M'luru: Moscheni gallery to be inaugurated at Aloyseum

Mangaluru: Moscheni gallery to be inaugurated at Aloyseum

The relocated museum in St Aloysius college, Aloyseum. (DH Photo)

On the occasion of the inauguration of the new location of St Aloysius College museum (Aloyseum), a new gallery dedicated to Br Moscheni (who had painted SAC Chapel paintings) will be inaugurated at 9 am on February 13.

Alberto Pessani, who is a renowned painter from Milan and Antonio Lamera from Stezzano, the home town of Moscheni, who is the custodian of the paintings and sketches of the Moscheni will inaugurate the Gallery. SilvanaRizzi, the grandniece of Antonio Moscheni and Roberta Nepoti will be present.

The gallery will have the self-portrait of Antonio Moscheni, sketches done by him during his studies and pictures of the churches painted by him in India.

About Antonio Moscheni

Br Antonio Moscheni was born in a village called Stezzano near Bergamo in Italy on January 17, 1854.

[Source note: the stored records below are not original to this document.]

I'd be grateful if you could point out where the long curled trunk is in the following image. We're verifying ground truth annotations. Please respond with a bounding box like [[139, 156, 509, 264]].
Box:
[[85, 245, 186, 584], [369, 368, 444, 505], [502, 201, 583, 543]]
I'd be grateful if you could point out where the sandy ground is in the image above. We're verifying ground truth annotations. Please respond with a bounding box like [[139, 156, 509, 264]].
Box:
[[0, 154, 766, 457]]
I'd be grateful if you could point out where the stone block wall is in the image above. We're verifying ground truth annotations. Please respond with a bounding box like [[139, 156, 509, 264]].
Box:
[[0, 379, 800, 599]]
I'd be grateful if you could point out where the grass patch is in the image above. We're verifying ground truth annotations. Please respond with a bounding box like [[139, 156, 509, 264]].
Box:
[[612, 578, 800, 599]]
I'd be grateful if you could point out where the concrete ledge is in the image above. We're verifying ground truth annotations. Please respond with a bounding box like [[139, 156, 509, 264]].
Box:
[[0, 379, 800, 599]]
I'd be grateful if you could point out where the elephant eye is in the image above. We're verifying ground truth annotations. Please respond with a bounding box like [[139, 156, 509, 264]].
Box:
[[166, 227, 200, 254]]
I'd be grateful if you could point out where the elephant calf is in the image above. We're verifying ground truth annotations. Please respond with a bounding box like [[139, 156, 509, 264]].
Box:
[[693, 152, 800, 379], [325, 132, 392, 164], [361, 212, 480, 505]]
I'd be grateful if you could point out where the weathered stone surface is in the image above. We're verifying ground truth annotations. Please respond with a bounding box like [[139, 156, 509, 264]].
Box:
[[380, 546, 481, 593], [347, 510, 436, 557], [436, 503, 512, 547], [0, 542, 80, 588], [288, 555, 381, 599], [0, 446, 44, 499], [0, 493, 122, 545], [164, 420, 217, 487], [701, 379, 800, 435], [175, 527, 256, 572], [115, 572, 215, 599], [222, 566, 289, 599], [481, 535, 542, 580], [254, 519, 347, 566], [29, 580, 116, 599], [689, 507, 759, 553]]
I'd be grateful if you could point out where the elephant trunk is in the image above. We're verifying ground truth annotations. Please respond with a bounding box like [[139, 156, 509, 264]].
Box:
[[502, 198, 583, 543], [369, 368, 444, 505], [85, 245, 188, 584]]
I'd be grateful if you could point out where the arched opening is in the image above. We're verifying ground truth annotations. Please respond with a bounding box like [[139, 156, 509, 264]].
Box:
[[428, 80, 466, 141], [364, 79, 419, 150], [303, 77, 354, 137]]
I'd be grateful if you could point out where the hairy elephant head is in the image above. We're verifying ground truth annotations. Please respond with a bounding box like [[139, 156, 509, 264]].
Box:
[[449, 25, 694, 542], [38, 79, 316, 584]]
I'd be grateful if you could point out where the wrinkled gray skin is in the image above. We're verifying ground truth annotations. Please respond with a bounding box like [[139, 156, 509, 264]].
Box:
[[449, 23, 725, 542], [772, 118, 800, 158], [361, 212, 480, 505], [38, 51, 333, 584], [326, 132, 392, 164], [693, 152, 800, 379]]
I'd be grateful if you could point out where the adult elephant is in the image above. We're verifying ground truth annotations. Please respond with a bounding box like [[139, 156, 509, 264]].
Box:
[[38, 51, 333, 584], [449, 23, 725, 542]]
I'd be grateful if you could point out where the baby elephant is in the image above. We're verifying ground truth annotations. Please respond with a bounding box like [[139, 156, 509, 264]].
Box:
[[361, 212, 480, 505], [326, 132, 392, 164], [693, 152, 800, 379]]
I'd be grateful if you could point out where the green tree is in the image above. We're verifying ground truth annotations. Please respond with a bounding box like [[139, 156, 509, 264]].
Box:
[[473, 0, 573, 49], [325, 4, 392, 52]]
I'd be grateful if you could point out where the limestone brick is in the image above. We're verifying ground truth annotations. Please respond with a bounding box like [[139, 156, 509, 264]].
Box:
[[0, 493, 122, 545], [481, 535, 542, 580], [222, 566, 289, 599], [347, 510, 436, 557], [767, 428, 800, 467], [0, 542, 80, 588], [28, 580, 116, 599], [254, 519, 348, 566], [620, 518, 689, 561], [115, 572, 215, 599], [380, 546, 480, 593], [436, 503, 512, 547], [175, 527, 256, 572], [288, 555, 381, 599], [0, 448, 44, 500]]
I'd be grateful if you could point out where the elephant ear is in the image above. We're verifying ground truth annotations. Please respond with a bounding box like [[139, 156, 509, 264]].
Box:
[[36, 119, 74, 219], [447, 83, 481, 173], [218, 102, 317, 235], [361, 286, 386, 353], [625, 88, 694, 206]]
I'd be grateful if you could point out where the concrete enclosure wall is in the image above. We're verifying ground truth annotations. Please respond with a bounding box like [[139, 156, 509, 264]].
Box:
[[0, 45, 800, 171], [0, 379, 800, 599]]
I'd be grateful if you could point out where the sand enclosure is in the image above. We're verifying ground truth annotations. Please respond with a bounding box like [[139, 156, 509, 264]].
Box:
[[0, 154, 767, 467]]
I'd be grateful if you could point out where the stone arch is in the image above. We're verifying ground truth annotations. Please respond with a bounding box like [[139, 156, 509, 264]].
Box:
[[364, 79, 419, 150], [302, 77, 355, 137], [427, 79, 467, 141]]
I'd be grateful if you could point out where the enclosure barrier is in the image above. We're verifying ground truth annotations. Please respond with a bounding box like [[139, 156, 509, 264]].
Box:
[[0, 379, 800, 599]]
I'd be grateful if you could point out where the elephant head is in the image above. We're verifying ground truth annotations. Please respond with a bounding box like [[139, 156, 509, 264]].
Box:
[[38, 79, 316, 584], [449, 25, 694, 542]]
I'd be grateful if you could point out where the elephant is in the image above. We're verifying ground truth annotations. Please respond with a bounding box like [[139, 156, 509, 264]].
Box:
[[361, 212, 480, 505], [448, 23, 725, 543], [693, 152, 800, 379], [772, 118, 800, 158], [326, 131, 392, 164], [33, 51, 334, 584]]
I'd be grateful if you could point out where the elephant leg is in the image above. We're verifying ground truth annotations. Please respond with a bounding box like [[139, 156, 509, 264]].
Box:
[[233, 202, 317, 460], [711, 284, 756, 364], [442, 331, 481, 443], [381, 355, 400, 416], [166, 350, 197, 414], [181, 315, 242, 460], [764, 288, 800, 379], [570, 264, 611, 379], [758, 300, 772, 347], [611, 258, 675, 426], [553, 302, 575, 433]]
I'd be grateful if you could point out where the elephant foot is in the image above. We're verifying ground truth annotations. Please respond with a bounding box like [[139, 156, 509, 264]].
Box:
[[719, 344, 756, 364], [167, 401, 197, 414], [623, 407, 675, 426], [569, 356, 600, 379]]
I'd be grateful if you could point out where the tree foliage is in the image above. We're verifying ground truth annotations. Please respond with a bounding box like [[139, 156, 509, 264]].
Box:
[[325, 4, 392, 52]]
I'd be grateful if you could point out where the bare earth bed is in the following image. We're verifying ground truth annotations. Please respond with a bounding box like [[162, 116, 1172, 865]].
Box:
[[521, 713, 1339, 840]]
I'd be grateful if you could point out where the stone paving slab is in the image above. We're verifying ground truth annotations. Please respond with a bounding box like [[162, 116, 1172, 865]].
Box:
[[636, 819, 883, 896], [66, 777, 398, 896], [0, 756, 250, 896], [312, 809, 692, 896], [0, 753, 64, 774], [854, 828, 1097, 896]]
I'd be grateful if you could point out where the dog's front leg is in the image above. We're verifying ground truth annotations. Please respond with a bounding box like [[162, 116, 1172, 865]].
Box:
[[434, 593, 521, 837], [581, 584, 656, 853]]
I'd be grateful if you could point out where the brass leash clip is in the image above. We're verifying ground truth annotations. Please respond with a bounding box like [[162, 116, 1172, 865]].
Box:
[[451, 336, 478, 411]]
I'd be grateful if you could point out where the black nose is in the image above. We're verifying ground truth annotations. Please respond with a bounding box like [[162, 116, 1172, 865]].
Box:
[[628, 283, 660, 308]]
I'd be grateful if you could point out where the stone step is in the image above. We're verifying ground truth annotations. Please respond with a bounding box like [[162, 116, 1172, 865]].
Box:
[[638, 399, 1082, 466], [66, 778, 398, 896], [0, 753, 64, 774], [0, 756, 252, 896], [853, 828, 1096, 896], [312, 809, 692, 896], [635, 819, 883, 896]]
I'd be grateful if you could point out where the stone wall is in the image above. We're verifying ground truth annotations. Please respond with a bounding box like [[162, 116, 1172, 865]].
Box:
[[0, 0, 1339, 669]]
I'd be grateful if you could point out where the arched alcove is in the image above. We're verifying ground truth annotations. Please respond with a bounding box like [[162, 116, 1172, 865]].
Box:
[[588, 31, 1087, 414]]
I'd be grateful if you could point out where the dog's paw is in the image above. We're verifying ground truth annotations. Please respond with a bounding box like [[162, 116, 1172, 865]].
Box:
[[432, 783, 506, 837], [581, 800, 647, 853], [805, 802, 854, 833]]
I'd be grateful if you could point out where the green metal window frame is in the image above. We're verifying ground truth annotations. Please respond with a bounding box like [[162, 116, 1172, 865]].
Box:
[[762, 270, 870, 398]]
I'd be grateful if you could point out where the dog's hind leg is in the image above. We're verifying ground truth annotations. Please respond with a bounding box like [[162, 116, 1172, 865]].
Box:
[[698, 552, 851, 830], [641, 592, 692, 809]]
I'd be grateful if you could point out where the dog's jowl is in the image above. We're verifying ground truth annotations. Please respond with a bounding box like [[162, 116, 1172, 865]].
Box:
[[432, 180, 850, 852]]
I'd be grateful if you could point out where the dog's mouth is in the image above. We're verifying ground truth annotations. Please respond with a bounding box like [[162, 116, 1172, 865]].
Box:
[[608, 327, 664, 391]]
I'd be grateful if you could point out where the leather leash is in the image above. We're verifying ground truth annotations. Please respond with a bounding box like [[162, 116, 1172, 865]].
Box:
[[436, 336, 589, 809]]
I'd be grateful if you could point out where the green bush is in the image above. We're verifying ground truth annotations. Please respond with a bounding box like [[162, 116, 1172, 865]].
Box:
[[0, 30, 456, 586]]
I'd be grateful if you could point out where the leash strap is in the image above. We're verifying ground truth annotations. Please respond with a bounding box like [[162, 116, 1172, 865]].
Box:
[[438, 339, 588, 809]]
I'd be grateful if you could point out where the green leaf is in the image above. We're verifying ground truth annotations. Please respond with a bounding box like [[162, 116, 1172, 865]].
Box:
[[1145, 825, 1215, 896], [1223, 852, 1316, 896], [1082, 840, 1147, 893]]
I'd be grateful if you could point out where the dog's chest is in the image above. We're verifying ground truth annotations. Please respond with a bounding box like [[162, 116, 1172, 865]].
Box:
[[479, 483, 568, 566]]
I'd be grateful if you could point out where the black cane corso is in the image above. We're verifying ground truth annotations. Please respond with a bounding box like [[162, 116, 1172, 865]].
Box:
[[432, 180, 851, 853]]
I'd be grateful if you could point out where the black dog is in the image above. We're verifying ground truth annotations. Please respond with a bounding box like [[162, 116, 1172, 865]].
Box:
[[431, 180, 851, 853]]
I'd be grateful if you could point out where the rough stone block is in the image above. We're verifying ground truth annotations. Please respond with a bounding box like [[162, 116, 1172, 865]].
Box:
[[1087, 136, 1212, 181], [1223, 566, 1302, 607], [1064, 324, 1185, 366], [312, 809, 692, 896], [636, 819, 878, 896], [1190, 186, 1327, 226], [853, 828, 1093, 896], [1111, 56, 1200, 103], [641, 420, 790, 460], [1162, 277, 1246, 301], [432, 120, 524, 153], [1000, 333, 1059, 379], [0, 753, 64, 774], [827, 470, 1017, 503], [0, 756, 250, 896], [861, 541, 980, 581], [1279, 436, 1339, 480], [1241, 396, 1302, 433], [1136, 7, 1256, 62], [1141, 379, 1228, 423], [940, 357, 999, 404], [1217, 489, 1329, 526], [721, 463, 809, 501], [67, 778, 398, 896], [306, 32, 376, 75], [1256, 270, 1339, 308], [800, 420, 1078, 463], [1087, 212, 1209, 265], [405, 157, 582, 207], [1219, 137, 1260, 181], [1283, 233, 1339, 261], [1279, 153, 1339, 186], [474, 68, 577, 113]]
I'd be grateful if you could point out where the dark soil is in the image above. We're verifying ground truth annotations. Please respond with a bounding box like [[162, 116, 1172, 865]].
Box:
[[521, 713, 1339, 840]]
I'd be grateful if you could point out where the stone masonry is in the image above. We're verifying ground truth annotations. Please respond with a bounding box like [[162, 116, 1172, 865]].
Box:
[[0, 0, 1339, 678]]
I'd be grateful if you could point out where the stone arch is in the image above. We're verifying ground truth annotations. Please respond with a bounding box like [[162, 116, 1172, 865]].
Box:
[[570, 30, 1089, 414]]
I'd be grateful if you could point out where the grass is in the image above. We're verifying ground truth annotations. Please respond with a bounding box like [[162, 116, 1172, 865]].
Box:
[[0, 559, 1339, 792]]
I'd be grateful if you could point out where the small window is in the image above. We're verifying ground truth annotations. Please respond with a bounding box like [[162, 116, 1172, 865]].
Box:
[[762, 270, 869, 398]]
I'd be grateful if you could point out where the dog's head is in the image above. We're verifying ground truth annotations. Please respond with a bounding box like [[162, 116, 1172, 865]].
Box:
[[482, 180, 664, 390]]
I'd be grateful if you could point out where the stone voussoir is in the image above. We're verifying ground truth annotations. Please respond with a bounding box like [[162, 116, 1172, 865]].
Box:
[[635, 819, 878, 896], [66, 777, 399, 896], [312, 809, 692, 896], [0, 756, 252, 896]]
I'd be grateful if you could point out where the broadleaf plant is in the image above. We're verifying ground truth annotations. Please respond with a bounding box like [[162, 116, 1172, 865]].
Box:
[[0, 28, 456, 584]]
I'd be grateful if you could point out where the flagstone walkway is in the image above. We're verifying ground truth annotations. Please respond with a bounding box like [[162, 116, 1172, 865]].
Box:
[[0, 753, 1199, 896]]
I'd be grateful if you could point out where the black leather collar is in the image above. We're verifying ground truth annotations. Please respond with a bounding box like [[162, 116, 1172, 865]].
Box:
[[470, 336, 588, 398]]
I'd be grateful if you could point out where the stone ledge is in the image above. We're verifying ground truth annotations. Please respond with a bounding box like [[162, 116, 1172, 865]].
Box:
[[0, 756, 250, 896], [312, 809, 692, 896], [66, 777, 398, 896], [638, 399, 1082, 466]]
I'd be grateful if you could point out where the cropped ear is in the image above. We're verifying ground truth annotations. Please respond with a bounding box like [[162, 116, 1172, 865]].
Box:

His artistic talents were discovered early and he was sent to the famed Academia Carrara in Bergamo. He studied under able masters and soon acquired considerable proficiency in the art of painting.

He then went to Rome to study the masterpieces of the Vatican. Fresco painting became his passion. In 1889 Antonio renounced the prospects of a brilliant career and became religious in the Society of Jesus (Jesuits). But his religious superiors did not wish his talent to be buried.

They ordered him to paint several churches in his native place as also in Albania and Yugoslavia. They then sent him in 1898 to Mangaluru to paint the Chapel of St Aloysius College. It took him a little over two years to cover the walls and ceiling of the Chapel with frescos and oil paintings. Later he painted the church of St Joseph’s Seminary, the church of Most Holy Saviour, Agrar near Bantwal and the Holy Name Cathedral in Bombay.

On November 15, 1905, as he was painting a church, Santa Cruz Basilica in Kochi he fell sick and breathed his last. He was buried in the Christian cemetery in Kochi.

St Aloysius College chapel, however, is the only one which is fully covered by his paintings. The paintings are a treasure not only of the College but are a national treasure of India. The paintings have become world-renowned, drawing visitors in large numbers from all over the world, said Dr. Melwyn Pinto, media co-ordinator of St Aloysius College.